There is both a beauty and a necessity to legends, for they romanticize and preserve a time in the history of a country. These legends give a people a better time to remember than, perhaps their own, providing them something in which they can take pride.
That legends have an important place in a country's culture is underscored in Mark Twain's satire, "A Conneticut Yankee in King Arthur's Court." In this novel, an American businessman is transported back in time to the Age of Chivalry, but through his desire to make everyone productive and to show profits, he brings ruin to all the beauty of the period.

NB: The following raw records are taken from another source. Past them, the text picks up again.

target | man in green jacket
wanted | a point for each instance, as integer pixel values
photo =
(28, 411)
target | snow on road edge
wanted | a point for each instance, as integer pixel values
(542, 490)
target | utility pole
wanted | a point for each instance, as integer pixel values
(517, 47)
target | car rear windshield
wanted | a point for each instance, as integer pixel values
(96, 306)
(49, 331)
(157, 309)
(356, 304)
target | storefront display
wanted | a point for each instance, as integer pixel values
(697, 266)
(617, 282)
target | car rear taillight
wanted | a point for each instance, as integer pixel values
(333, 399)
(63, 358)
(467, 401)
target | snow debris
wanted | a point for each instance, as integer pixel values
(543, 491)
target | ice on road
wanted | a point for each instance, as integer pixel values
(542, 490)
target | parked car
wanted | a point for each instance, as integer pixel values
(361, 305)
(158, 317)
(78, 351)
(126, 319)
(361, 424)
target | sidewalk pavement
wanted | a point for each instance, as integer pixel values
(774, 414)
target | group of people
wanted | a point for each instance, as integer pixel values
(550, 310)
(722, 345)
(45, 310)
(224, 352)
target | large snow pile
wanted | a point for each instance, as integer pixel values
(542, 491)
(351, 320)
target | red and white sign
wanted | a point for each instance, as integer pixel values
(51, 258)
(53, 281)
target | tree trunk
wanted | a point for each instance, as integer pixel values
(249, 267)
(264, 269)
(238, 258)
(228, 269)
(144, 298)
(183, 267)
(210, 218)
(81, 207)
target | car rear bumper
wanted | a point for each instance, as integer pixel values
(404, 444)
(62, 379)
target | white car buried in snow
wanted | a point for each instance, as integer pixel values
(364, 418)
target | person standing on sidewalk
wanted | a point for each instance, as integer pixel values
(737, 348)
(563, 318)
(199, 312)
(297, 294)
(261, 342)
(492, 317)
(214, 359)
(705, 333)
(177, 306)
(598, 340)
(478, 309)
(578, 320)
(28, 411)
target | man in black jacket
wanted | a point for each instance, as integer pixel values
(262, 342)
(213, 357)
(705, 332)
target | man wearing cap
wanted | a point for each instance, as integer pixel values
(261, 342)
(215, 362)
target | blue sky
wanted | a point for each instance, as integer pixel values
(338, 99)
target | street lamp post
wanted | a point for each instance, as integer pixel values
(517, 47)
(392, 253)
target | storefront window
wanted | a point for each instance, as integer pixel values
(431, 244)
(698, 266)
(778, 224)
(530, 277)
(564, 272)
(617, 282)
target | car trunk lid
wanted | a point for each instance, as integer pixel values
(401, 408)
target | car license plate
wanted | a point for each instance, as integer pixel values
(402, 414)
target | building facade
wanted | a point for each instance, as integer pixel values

It is proof of the delight people took in the romantic tales of the Age of Chivalry that the legends come from several countries. The earliest sources were from the Celtic storytellers of Wales and Brittany--there is, though, a written paragraph in Latin by Nennius in the 9th century--and then, as previously mentioned Geoffrey of Monmouth wrote them down; not long after Monmouth's work, which was translated into Latin (Historia Britonium). Later, a writer in the 12th century named Walter Map romanticised the tale into Norman French prose since this was the language of the court of England at that time. Other writers from Wales, England, France, Germany, Italy, Spain, and even Scandanavia perpetuated the legend. In medieval times when there were few amenities and diversions for the common people, the tales of maidens in distress, bold and honorable knights, evil beings, magical happenings, and love transported people to a much needed respite from their hardships. And, even though the common people in England had done no noble deeds, vicariously they could experience them as a fellow countryman of Arthur and his court of "merry olde England."